Unfortunately I needed to leave at eleven, so I missed the last one and one-half hours of the symposium. My overall impression is that these symposiums have improved each year with John, Sumair and the team being very open to suggestions for change and willing to react. There is an absolute joy for me when attending these sessions being able to network and share with other service professionals. There is comfort when talking with a service professional in not having to explain the basics of service before a discussion can be finalized. We should all be sure to thank the Service Council team for their hard work in providing this venue for us to enjoy, grow, share and learn.

On a personal note it was great to meet Allison (John’s wife) who we have heard so much about but never met. The card that was attached to each of our registration packets was penned by Allison and she did a great job of capturing what we are all about. I look forward to seeing all of you again next year and having the privilege to share a few days together again.

In conclusion, I would offer these suggestions:

  1. Maybe have a few less breakouts so that we can run those one and one-half hours. It seems just as they were getting interesting we ran out of time.
  2. Possibly gear a few keynotes to small service business companies. I spoke with two different attendees who represented organizations smaller than ten technicians. I would expect they are focused on somewhat different subject matter equally critical to their day to day business.
  3. And lastly, our venue this year was incredible yet when we conduct these on either coast the travel becomes punitive to many. Perhaps we should consider staying in the Midwest near a hub airport in a late September to early October time frame.

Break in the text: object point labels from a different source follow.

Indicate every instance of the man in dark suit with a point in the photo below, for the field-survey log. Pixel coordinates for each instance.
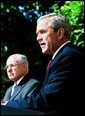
(61, 91)
(17, 68)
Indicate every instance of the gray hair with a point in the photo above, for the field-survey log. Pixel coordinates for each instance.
(21, 58)
(57, 21)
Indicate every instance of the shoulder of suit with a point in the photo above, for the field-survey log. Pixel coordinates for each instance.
(33, 81)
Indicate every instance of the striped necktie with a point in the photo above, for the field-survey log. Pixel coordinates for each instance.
(48, 66)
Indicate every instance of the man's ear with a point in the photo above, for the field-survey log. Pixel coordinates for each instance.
(60, 33)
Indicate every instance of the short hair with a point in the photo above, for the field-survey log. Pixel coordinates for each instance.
(20, 57)
(56, 22)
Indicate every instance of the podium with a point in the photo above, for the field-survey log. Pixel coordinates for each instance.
(16, 111)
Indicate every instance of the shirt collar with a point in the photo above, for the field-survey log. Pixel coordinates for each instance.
(19, 80)
(59, 49)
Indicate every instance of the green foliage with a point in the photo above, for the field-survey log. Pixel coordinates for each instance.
(74, 11)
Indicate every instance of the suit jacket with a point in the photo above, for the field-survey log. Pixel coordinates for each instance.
(25, 88)
(62, 89)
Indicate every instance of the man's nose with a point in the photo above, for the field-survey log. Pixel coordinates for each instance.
(9, 69)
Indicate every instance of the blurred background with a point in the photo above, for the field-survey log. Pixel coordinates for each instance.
(18, 27)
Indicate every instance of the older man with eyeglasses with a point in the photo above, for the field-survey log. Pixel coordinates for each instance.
(17, 67)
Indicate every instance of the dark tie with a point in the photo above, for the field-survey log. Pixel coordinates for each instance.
(48, 66)
(13, 88)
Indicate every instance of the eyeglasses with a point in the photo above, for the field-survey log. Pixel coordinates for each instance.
(11, 66)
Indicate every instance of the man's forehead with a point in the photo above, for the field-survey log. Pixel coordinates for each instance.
(12, 59)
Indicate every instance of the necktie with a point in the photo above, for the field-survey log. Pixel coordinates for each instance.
(13, 88)
(48, 66)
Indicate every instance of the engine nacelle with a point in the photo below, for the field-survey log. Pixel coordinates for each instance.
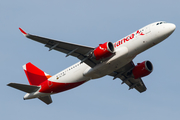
(103, 50)
(142, 69)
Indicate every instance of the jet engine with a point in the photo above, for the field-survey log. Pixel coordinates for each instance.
(103, 51)
(142, 69)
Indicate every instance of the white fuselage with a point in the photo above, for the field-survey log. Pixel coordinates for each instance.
(125, 51)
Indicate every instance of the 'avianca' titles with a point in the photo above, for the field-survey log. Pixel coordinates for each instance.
(113, 59)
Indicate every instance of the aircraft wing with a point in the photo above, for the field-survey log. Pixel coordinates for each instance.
(79, 51)
(124, 74)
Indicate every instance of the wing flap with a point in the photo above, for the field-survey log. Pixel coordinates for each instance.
(124, 74)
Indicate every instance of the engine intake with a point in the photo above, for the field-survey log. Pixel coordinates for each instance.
(103, 50)
(142, 69)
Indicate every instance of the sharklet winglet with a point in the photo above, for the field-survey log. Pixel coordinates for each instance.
(23, 32)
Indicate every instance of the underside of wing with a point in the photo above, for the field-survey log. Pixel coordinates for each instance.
(124, 74)
(79, 51)
(46, 99)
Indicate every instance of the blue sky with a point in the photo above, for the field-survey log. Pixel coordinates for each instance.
(88, 23)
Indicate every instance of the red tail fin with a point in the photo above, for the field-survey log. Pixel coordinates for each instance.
(35, 75)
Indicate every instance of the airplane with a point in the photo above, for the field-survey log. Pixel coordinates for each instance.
(113, 59)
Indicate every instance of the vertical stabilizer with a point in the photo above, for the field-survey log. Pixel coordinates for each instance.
(35, 75)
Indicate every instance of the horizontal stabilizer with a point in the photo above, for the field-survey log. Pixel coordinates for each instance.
(46, 99)
(23, 87)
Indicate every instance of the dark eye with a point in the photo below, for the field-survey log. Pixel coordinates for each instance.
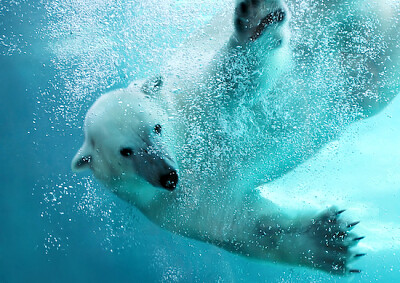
(126, 151)
(157, 129)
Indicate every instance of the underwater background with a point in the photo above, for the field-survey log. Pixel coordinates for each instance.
(56, 58)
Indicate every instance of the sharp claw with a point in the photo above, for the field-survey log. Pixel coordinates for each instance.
(340, 211)
(351, 225)
(358, 239)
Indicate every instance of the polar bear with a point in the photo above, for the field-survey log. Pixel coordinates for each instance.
(190, 147)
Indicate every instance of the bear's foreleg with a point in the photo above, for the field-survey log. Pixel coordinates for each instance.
(323, 242)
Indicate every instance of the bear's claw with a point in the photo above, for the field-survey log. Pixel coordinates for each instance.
(252, 17)
(333, 242)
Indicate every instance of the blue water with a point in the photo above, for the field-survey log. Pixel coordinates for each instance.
(56, 57)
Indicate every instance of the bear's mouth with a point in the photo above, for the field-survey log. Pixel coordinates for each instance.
(169, 181)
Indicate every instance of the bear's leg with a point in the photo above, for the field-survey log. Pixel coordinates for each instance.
(323, 242)
(254, 17)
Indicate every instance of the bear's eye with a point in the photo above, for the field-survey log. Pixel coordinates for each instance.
(157, 129)
(126, 151)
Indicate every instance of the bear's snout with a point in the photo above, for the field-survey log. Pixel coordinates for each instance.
(169, 180)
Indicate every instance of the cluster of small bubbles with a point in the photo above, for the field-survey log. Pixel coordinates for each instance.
(101, 45)
(117, 224)
(170, 272)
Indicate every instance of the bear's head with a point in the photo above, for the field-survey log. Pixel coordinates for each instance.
(125, 141)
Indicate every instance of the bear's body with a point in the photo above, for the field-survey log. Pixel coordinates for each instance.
(247, 117)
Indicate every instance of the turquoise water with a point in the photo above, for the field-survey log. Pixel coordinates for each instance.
(57, 57)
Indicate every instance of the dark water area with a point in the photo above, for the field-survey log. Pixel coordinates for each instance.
(57, 226)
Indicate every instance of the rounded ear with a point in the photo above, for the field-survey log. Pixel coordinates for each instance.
(81, 160)
(153, 85)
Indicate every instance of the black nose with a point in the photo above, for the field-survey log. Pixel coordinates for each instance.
(169, 181)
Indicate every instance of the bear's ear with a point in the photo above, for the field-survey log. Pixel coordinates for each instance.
(81, 160)
(153, 85)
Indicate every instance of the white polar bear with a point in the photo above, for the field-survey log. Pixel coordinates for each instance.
(211, 133)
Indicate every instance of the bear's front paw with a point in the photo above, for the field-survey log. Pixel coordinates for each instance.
(252, 17)
(330, 243)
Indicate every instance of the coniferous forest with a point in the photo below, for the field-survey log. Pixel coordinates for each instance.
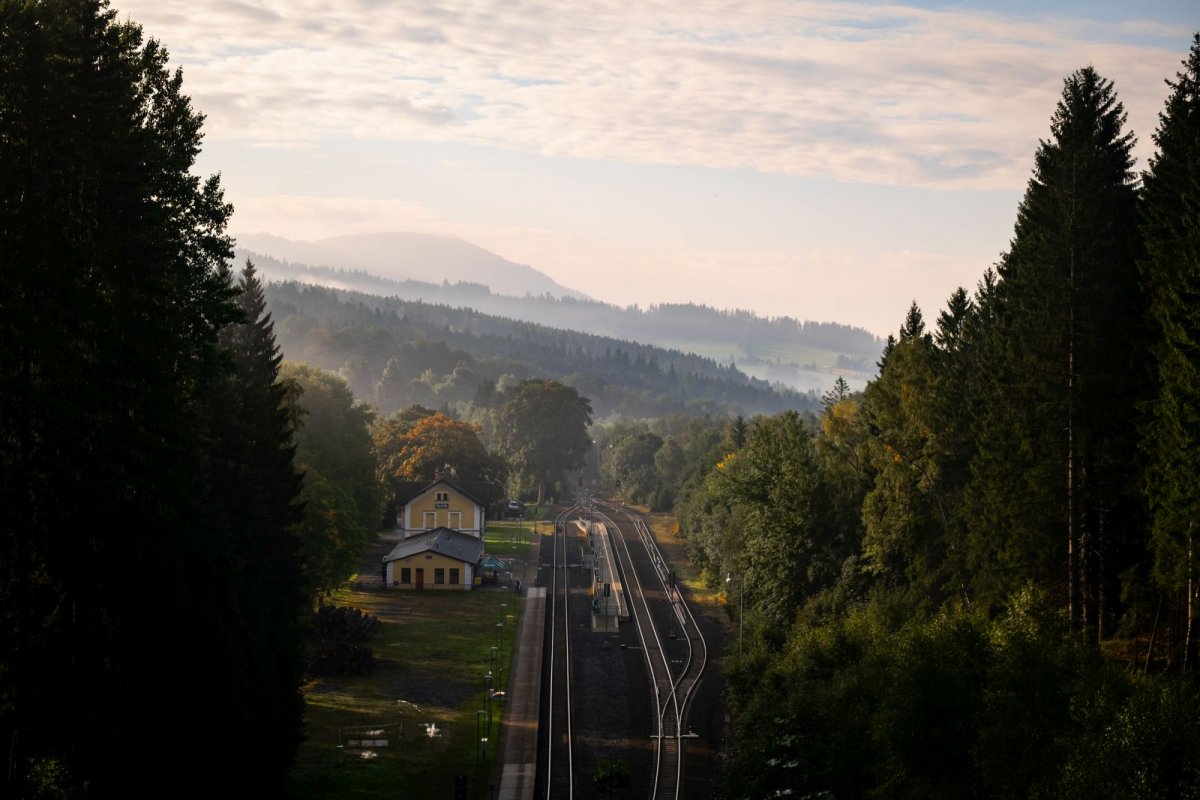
(976, 577)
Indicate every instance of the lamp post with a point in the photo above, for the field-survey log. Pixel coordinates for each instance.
(489, 702)
(742, 590)
(479, 739)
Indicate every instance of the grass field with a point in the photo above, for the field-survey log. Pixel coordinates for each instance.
(675, 549)
(432, 655)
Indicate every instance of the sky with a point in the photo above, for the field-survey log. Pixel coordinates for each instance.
(825, 161)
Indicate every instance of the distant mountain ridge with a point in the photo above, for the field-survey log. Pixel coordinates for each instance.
(802, 355)
(400, 256)
(396, 353)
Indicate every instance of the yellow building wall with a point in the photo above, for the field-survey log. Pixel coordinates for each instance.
(431, 561)
(469, 515)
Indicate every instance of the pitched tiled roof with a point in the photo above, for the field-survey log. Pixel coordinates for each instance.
(408, 489)
(461, 547)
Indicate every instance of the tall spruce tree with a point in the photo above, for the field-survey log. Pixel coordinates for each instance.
(129, 636)
(1171, 270)
(256, 489)
(1054, 476)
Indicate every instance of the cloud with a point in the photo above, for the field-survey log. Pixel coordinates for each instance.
(883, 94)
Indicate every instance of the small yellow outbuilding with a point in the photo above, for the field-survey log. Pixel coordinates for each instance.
(435, 559)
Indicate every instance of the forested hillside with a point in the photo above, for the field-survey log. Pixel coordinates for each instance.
(397, 353)
(804, 355)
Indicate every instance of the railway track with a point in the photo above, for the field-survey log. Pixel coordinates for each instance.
(675, 649)
(558, 769)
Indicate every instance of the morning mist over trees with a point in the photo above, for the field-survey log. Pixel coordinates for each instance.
(936, 503)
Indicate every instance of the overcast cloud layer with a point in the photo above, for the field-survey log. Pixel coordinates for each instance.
(841, 92)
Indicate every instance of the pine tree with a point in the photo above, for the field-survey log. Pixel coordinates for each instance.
(1051, 481)
(126, 588)
(1171, 269)
(256, 488)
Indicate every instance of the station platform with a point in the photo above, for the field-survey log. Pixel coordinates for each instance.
(516, 769)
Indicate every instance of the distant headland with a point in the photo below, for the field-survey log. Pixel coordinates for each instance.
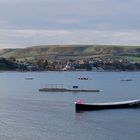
(71, 58)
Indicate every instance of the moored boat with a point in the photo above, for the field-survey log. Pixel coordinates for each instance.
(80, 106)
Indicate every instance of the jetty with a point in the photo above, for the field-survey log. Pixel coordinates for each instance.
(56, 88)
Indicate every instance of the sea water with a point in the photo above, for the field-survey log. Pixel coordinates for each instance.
(27, 114)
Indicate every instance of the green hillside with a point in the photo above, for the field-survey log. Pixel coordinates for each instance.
(53, 51)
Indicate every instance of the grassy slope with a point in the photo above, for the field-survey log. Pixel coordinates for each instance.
(85, 50)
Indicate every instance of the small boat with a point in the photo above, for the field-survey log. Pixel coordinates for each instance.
(126, 80)
(80, 106)
(83, 78)
(29, 78)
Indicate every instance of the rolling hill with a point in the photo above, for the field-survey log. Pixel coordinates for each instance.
(71, 51)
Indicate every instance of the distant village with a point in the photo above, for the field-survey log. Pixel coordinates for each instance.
(91, 64)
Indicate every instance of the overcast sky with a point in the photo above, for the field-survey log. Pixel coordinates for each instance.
(25, 23)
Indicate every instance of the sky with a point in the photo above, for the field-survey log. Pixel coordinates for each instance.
(26, 23)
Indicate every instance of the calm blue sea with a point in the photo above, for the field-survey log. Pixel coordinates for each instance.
(27, 114)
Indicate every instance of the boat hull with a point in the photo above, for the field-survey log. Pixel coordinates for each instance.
(91, 107)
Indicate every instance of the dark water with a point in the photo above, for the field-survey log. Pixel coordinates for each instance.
(27, 114)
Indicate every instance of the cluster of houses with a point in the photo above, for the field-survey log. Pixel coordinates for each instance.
(70, 65)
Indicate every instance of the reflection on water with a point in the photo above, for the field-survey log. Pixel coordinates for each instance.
(25, 113)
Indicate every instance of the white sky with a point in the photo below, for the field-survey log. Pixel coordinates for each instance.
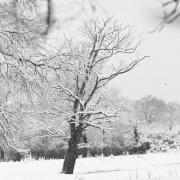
(159, 75)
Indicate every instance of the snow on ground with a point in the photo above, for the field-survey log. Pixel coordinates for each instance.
(143, 167)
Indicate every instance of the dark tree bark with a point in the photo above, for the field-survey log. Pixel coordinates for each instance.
(85, 150)
(72, 150)
(2, 154)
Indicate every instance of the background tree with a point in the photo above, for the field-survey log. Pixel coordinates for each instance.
(150, 109)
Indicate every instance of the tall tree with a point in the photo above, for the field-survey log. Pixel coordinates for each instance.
(84, 70)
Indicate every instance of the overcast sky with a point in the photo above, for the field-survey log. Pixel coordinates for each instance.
(160, 74)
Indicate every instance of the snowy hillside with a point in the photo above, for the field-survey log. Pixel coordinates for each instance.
(143, 167)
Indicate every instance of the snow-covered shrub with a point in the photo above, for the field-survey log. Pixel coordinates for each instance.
(164, 141)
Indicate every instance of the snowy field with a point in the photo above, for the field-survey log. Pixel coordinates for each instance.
(143, 167)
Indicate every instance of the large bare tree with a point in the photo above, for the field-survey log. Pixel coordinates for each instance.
(82, 69)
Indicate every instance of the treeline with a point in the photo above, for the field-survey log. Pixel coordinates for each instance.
(146, 125)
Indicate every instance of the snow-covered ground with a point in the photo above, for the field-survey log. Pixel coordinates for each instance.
(144, 167)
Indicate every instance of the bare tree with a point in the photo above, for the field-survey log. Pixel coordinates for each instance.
(172, 114)
(150, 109)
(83, 71)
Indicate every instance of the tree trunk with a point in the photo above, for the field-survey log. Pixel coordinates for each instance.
(72, 152)
(85, 149)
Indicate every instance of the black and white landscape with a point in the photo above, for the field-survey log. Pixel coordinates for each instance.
(89, 89)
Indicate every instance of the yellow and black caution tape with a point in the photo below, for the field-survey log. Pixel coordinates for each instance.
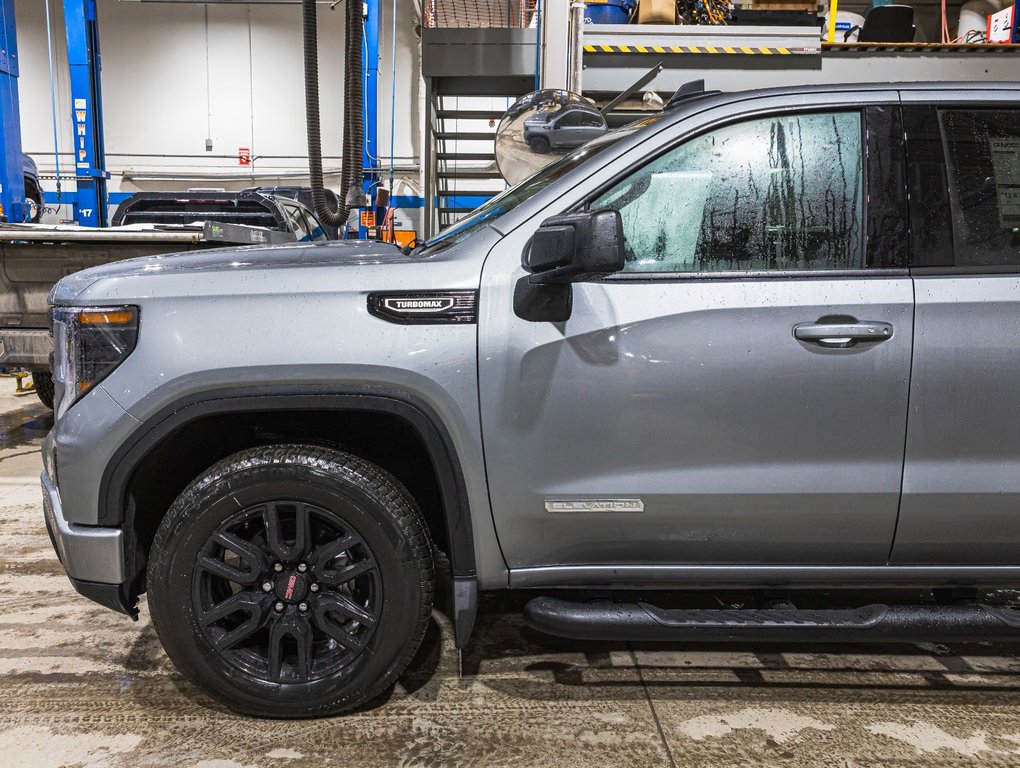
(687, 49)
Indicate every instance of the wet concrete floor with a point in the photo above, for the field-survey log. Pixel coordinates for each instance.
(84, 686)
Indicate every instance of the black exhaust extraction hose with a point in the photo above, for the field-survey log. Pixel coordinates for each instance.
(351, 169)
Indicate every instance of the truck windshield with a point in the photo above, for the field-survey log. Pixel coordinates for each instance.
(510, 199)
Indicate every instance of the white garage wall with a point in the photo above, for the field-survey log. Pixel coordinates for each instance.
(176, 73)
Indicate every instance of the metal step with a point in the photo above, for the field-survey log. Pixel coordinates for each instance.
(455, 210)
(465, 156)
(468, 173)
(445, 191)
(468, 114)
(640, 622)
(465, 136)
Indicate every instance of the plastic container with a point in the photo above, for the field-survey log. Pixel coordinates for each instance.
(609, 11)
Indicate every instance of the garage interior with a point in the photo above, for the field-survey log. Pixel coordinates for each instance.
(194, 103)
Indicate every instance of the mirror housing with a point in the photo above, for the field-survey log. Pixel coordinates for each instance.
(567, 249)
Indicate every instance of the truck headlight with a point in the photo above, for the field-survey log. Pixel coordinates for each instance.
(88, 344)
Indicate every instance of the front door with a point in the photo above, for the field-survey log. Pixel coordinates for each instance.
(738, 394)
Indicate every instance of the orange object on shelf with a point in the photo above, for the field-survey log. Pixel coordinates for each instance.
(657, 12)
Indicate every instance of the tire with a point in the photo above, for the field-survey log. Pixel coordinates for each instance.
(32, 193)
(228, 555)
(540, 145)
(44, 388)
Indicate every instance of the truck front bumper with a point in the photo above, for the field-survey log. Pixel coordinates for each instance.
(93, 556)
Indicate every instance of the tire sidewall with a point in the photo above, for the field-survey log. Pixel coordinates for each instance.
(195, 520)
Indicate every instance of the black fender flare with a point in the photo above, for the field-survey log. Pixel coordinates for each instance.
(424, 420)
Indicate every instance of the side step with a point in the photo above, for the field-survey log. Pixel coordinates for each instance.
(641, 622)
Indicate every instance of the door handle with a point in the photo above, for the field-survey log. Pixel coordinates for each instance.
(843, 335)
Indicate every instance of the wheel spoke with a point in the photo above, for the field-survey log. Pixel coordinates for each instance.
(333, 603)
(299, 630)
(217, 567)
(248, 552)
(322, 555)
(338, 576)
(274, 532)
(249, 603)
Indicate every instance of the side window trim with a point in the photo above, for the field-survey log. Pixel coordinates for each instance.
(885, 214)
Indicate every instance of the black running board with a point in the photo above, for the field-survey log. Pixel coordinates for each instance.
(641, 622)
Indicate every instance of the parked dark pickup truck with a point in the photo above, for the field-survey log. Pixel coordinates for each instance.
(34, 258)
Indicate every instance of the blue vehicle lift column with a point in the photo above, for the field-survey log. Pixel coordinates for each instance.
(82, 26)
(370, 97)
(12, 204)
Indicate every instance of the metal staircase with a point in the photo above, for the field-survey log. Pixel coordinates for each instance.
(471, 74)
(466, 174)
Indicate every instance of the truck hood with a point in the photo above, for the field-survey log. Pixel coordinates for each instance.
(236, 264)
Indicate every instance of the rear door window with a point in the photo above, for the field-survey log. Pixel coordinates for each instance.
(982, 153)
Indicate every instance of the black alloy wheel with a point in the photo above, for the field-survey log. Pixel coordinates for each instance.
(287, 592)
(292, 580)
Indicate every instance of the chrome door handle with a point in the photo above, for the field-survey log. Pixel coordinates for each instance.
(843, 335)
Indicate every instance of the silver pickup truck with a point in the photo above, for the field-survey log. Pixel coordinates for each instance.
(34, 258)
(764, 341)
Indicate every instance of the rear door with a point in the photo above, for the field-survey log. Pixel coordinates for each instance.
(961, 495)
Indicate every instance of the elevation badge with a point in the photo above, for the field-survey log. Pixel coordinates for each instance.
(425, 306)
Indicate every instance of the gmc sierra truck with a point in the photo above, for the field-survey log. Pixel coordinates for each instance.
(764, 340)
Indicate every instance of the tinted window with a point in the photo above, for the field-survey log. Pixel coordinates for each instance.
(982, 152)
(776, 193)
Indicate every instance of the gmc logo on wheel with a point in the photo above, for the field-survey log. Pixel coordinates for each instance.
(290, 586)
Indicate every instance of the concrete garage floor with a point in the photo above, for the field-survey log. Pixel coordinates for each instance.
(84, 686)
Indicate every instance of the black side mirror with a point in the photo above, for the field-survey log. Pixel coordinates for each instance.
(566, 249)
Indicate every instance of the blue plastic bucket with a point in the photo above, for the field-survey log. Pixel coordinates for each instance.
(609, 12)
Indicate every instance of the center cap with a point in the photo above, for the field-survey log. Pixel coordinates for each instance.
(292, 586)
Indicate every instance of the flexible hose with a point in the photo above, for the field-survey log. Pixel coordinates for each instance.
(351, 166)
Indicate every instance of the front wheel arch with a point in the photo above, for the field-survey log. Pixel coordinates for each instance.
(135, 492)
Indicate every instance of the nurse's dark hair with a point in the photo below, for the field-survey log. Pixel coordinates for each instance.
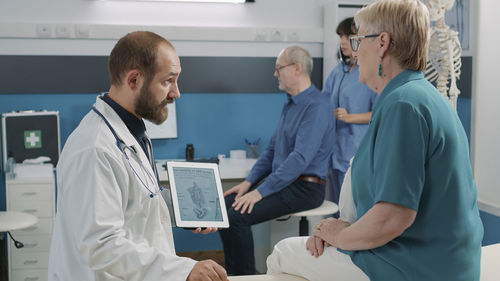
(345, 27)
(136, 50)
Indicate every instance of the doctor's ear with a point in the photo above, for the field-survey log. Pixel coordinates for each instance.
(133, 79)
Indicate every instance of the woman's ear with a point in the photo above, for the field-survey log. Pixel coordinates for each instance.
(384, 43)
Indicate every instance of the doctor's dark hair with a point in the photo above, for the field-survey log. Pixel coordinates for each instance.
(346, 27)
(136, 50)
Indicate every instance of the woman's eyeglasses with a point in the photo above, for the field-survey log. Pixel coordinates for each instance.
(356, 40)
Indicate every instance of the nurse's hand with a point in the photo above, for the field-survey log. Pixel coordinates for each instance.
(239, 189)
(341, 114)
(247, 201)
(205, 230)
(329, 229)
(207, 270)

This might encourage and enable the vast majority to attend these wonderful events.

See you at next years event!

Cary

 

Cary Chapman, former National Service Manager of Mettler-Toledo, Safeline, is a customer service professional with forty-one years of service and sales background. With Cary’s years of experience, he was hired by Safeline to stabilize a multi-year turnover issue. In this role, Cary was instrumental in completely eliminating service employee turnover while assisting in achieving fifteen percent annual growth over a three year period. Cary is a founding Advisory Board Member of The Service Council.